Nous avons accordé une grande place à l’enseignement du pape Pie XII parce que celui-ci, à partir de son approfondissement de la théologie du Corps mystique du Christ, a bien mis en évidence l’importance, au sein de l’Église, de tout baptisé, consacré ou laïc, et souligné le rôle irremplaçable du laïc dans l’Église et dans le monde. C’est sur cette base que le Concile va travailler[1] et notamment sous l’impulsion du cardinal Wojtyla, le futur Jean-Paul II qui, durant tout son pontificat s’emploiera à développer et promouvoir les prises de position conciliaires. Il est donc important de s’attarder aux textes du Concile qui touchent au problème qui nous intéresse ici.

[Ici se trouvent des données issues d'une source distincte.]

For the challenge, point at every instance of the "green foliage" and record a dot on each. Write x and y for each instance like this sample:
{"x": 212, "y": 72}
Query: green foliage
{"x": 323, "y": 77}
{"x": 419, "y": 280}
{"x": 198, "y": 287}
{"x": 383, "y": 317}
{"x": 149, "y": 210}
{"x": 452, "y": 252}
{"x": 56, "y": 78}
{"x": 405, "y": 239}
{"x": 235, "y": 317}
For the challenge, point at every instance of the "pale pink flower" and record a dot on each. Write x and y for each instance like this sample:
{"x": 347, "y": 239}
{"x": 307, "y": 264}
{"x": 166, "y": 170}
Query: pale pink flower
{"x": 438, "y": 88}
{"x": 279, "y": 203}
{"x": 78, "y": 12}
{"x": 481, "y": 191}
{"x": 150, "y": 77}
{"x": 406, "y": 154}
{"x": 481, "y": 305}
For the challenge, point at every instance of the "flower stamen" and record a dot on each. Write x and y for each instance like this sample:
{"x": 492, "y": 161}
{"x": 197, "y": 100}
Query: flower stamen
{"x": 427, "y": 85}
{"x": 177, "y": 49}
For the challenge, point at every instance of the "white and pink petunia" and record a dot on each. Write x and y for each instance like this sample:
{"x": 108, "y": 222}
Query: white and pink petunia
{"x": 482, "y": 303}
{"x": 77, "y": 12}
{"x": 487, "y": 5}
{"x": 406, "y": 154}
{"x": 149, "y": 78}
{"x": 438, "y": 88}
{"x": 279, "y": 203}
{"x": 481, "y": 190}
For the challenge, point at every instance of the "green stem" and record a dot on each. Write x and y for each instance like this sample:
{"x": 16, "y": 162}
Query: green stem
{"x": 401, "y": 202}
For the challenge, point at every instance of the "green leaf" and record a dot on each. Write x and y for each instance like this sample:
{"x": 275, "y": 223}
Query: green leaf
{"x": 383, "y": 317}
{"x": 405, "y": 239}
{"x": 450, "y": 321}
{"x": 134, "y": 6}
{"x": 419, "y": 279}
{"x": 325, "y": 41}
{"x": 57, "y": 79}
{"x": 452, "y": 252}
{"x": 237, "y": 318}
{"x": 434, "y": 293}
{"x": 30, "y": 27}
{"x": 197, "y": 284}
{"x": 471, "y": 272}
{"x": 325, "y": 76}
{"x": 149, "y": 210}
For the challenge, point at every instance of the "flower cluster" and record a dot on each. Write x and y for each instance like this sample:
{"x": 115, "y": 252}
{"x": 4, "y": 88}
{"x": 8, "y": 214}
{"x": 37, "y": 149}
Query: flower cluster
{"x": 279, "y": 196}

Le théologien allemand Bernhard Häring, expert au Concile Vatican II, écrit, en 1966, « que l’avenir verra en premier lieu, dans ce Concile, le concile qui a rendu aux laïcs le rôle qu’ils doivent remplir dans l’Église. »[2]
Pour la première fois dans l’histoire de l’Église, en effet, un concile va longuement se pencher sur la personne du laïc et son rôle dans l’Église et dans le monde. Dans la Constitution dogmatique sur l’Église Lumen gentium (LG), texte essentiel, tout le chapitre IV leur est consacré. Mais il est déjà question d’eux dès le chapitre II qui définit le peuple de Dieu[3]. Ce n’est pas tout : leur est entièrement consacré le décret sur l’apostolat des laïcs Apostolicam actuositatem (AA) qui décrit longuement le pourquoi et le comment de l’engagement des laïcs. C’est à ces endroits précisément que le concile a repris, développé et approfondi les prises de position de Pie XII[4]. Enfin, pour nourrir et orienter l’action des laïcs, le concile va leur offrir le texte le plus long de l’ensemble, la Constitution pastorale Gaudium et spes (GS) sur l’Église dans le monde de ce temps.
Quant au cardinal Wojtyla, il a déployé une « très intense activité »[5] dans ce concile et notamment pour orienter le schéma sur l’Église qui deviendra la constitution dogmatique Lumen gentium et le schéma sur l’apostolat des laïcs qui deviendra le décret Apostolicam actuositatem. On sait que le futur Jean-Paul II a milité pour que soit mise en évidence l’unité du peuple de Dieu, pour que le laïcat soit fortement valorisé et que lui soient reconnus « le droit et le devoir d’être un agent actif de l’apostolat, en vertu de son baptême, et non en raison d’un mandat particulier »[6]. Ses interventions seront déterminantes[7] également dans la préparation de la constitution pastorale Gaudium et spes[8], non seulement au niveau de l’orientation générale mais aussi au niveau de la rédaction du texte au sein de la commission théologique chargée de ce travail. Le futur pape travailla en particulier sur le chapitre IV qui retiendra spécialement notre attention.[9] Le texte qui, après avoir décrit, avec une acuité particulière, l’état du monde contemporain, les obscurités, les changements psychologiques, moraux et religieux, les déséquilibres, les aspirations et les interrogations, propose, face aux différentes formes d’athéisme, la vision chrétienne de l’homme et de la société et les services que l’Église peut leur offrir.[10] C’est à cet endroit (chapitre IV) qu’est abordé « le rôle de l’Église dans le monde de ce temps. »[11]
Pour les Pères conciliaires, il s’agissait non seulement de répondre aux nécessités du temps mais aussi de revenir aux sources, aux Actes des Apôtres et aux épîtres qui montrent quelle place les laïcs occupèrent dans l’évangélisation aux premiers temps.